East China's Shanghai Port, one of the world's largest harbors, concluded last month with a container throughput of over 4.31 million twenty-foot equivalent units (TEUs), hitting a record high for a single month and breaking the single day-night container throughput record with 158,858 TEUs on August 19, according to Shanghai International Port (Group) Co., Ltd. (SIPG).
It also remained the world's busiest container port in 2020 for an 11th consecutive year with a new record of 43.5 million TEUs.
Part of this is thanks to the Yangshan Deep Water Port.
Located in Hangzhou Bay, it has the world's largest automated container terminal, which started operation in December 2017.
With an area of 2.23 million square meters and a shoreline of 2,350 meters, it can handle 4 million TEUs per year.
But busy as it is, there are hardly any workers to be seen there, thanks to a fully automatic management and control system developed by SIPG, which helps realize a whole-process intelligent operation, including container loading and unloading, horizontal transportation and yard loading and unloading.
Connected with the major data and information platforms of Shanghai Port, the system organizes on-site production efficiently through a scheduling module and collaborative process control system.
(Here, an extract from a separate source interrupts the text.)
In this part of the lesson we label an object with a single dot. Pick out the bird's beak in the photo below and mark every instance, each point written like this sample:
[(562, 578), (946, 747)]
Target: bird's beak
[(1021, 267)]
Terminal operators who used to work on site now work inside the control room, where they can do all their work in front of a computer screen.
Self-developed software makes container shifting faster, easier
Shanghai was ranked in July among the world's top three shipping hubs for 2021, alongside Singapore and London, according to the Xinhua-Baltic International Shipping Center Development Index Report.
And it has vowed to build a world-class international shipping center by 2025 – efficient, fully functional, open, integrated, green, intelligent and capable of providing strong support – according to its 14th Five-Year Plan (2021-2025).
The automated container terminal is part of this.
It harbors seven berths and can dock container ships as large as 200,000 tonnes.
"We promise our customers that we can complete the loading and unloading of 5000 TEUs within 16 to 24 hours," Huang Xiusong, director of the technology center at SIPG, was quoted by Xinhua as saying.
Properly arranging the transporting process requires taking every detail into consideration, such as which area a ship should dock, how much machinery is needed to unload the cargo and where it should start unloading, from the sides or the middle, Huang added.
The intelligent system, developed by the team itself, has now replaced manual labor in repetitive operations.